While we’ve written about a variety of earthquake readiness preparations you can take, one of the most important steps a homeowner can take is to seismically upgrade their building. There are a variety of seismic upgrades that are available/possible, but this article will focus on one particular type of building: the soft story wood framed building.
What is a soft-story wood framed building? As you may have guessed, the framing is wood (as opposed to steel, for example). The soft-story refers to the ground floor configuration of the building, and it is one where at least 50% of the ground floor is open and used for things like assembly, commercial storefronts, or storage (including garages). The basic design flaw is a large open space on the ground floor below additional floors with numerous rooms (and interior walls) above.

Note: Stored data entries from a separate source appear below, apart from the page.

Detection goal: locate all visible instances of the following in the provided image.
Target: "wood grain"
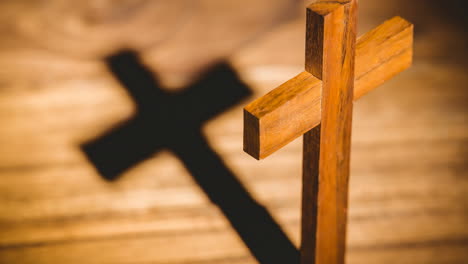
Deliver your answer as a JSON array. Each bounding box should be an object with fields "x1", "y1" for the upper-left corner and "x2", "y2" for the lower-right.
[
  {"x1": 243, "y1": 72, "x2": 321, "y2": 159},
  {"x1": 244, "y1": 16, "x2": 413, "y2": 160},
  {"x1": 301, "y1": 1, "x2": 357, "y2": 264},
  {"x1": 301, "y1": 126, "x2": 321, "y2": 264},
  {"x1": 0, "y1": 0, "x2": 467, "y2": 263}
]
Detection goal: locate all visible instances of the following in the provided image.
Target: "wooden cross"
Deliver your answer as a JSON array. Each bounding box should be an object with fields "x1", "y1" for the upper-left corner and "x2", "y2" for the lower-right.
[{"x1": 243, "y1": 1, "x2": 413, "y2": 263}]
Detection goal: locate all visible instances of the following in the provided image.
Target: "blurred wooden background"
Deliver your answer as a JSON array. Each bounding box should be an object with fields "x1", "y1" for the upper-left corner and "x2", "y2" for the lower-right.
[{"x1": 0, "y1": 0, "x2": 467, "y2": 263}]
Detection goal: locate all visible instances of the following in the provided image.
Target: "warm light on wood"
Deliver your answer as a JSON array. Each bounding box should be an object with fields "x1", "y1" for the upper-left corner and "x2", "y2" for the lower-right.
[
  {"x1": 244, "y1": 16, "x2": 413, "y2": 160},
  {"x1": 243, "y1": 2, "x2": 414, "y2": 264}
]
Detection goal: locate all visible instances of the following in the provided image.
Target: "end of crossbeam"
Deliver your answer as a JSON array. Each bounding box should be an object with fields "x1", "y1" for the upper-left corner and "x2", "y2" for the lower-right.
[
  {"x1": 244, "y1": 72, "x2": 322, "y2": 160},
  {"x1": 244, "y1": 109, "x2": 261, "y2": 160}
]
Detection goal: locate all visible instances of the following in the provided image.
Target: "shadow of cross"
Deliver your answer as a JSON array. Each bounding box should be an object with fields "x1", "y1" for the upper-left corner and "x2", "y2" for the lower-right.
[
  {"x1": 83, "y1": 51, "x2": 299, "y2": 264},
  {"x1": 244, "y1": 2, "x2": 414, "y2": 264}
]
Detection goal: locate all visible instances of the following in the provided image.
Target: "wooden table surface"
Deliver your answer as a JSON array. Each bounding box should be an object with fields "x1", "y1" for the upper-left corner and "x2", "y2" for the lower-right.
[{"x1": 0, "y1": 0, "x2": 467, "y2": 263}]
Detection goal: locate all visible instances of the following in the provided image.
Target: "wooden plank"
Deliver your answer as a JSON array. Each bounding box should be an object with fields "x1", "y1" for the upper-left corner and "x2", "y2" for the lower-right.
[
  {"x1": 0, "y1": 138, "x2": 466, "y2": 262},
  {"x1": 243, "y1": 72, "x2": 321, "y2": 159},
  {"x1": 1, "y1": 206, "x2": 467, "y2": 264},
  {"x1": 301, "y1": 1, "x2": 357, "y2": 264},
  {"x1": 354, "y1": 16, "x2": 413, "y2": 99},
  {"x1": 0, "y1": 229, "x2": 252, "y2": 264},
  {"x1": 1, "y1": 135, "x2": 464, "y2": 223},
  {"x1": 301, "y1": 126, "x2": 321, "y2": 263},
  {"x1": 244, "y1": 16, "x2": 413, "y2": 159}
]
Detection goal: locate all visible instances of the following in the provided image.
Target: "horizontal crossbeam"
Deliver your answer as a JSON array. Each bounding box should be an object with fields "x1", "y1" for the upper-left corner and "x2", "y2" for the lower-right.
[{"x1": 244, "y1": 16, "x2": 413, "y2": 159}]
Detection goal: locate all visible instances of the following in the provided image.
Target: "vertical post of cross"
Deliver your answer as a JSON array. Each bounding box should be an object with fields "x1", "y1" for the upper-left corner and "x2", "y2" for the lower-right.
[{"x1": 301, "y1": 1, "x2": 357, "y2": 264}]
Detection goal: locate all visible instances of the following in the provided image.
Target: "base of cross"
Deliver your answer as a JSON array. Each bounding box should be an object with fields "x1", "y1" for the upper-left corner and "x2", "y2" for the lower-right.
[{"x1": 243, "y1": 1, "x2": 413, "y2": 263}]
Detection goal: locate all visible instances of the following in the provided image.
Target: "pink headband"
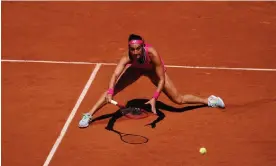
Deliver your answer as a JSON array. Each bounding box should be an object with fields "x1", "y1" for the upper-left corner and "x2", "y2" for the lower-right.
[{"x1": 129, "y1": 40, "x2": 144, "y2": 45}]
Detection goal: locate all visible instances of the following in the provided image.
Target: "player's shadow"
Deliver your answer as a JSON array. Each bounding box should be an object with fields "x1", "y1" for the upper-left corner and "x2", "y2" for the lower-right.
[{"x1": 91, "y1": 98, "x2": 207, "y2": 130}]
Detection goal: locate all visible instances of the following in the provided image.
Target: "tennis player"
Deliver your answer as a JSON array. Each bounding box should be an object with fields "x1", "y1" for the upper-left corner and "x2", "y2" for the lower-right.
[{"x1": 79, "y1": 34, "x2": 225, "y2": 128}]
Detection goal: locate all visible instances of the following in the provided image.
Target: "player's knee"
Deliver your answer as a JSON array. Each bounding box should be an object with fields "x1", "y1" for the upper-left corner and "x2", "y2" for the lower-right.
[
  {"x1": 171, "y1": 94, "x2": 194, "y2": 104},
  {"x1": 171, "y1": 95, "x2": 183, "y2": 105},
  {"x1": 182, "y1": 95, "x2": 195, "y2": 103}
]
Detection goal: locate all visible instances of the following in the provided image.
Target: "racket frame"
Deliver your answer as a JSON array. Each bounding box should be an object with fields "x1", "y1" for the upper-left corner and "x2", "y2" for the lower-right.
[{"x1": 110, "y1": 100, "x2": 148, "y2": 119}]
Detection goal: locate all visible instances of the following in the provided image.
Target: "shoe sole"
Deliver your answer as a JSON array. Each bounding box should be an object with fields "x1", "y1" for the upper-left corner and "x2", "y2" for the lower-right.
[
  {"x1": 79, "y1": 125, "x2": 89, "y2": 128},
  {"x1": 78, "y1": 122, "x2": 89, "y2": 128}
]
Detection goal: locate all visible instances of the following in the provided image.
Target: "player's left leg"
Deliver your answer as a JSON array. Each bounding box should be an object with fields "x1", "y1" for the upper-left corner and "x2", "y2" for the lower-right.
[{"x1": 146, "y1": 71, "x2": 225, "y2": 108}]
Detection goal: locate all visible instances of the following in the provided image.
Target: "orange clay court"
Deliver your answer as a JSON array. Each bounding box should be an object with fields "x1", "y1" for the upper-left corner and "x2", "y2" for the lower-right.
[{"x1": 1, "y1": 1, "x2": 276, "y2": 166}]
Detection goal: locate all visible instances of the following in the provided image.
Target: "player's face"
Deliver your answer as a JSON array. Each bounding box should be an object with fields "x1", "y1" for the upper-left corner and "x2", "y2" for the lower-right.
[{"x1": 129, "y1": 44, "x2": 143, "y2": 57}]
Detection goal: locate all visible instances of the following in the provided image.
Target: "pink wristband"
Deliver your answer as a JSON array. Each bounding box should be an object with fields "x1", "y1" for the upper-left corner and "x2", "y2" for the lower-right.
[
  {"x1": 107, "y1": 88, "x2": 114, "y2": 95},
  {"x1": 153, "y1": 91, "x2": 160, "y2": 99}
]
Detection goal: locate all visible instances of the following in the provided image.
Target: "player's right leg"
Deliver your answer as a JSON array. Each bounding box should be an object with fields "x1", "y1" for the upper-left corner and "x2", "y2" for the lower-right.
[{"x1": 78, "y1": 66, "x2": 142, "y2": 128}]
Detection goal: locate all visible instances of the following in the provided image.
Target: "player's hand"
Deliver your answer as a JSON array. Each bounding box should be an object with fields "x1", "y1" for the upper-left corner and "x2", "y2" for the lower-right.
[
  {"x1": 105, "y1": 94, "x2": 113, "y2": 103},
  {"x1": 145, "y1": 98, "x2": 157, "y2": 114}
]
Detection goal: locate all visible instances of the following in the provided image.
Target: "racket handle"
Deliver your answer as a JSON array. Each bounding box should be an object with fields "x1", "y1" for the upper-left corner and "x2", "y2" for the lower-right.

As part of the CAPPS program (Community Action Plan for Seismic Safety), the city has implemented a voluntary seismic retrofitting ordinance that applies to soft-story buildings built prior to May 21, 1973. Currently the voluntary seismic upgrade program offers the following incentives to a building owner:
- Waiver of the “plan review” portion of the building permit fees
- Expedited processing
- 15-year exemption from seismic upgradesÂ that are a part of any mandatory ordinance
When this voluntary program was announced, it was with the expectation that mandatory retrofitting legislation would pass. As of this writing, no legislation has been passed that mandates a building upgrade. The biggest hurdle has been around trying to find ways to provide financing options for homeowners, and until that dilemma is solved I wouldn’t expect to see any legislation pass.
And why all the emphasis on this? Studies have shown that it would cost about $300 million to retrofit these buildings, which sounds expensive until you compare it to the $1.6 billion in property damage it is expected to prevent (not to mention the lives saved).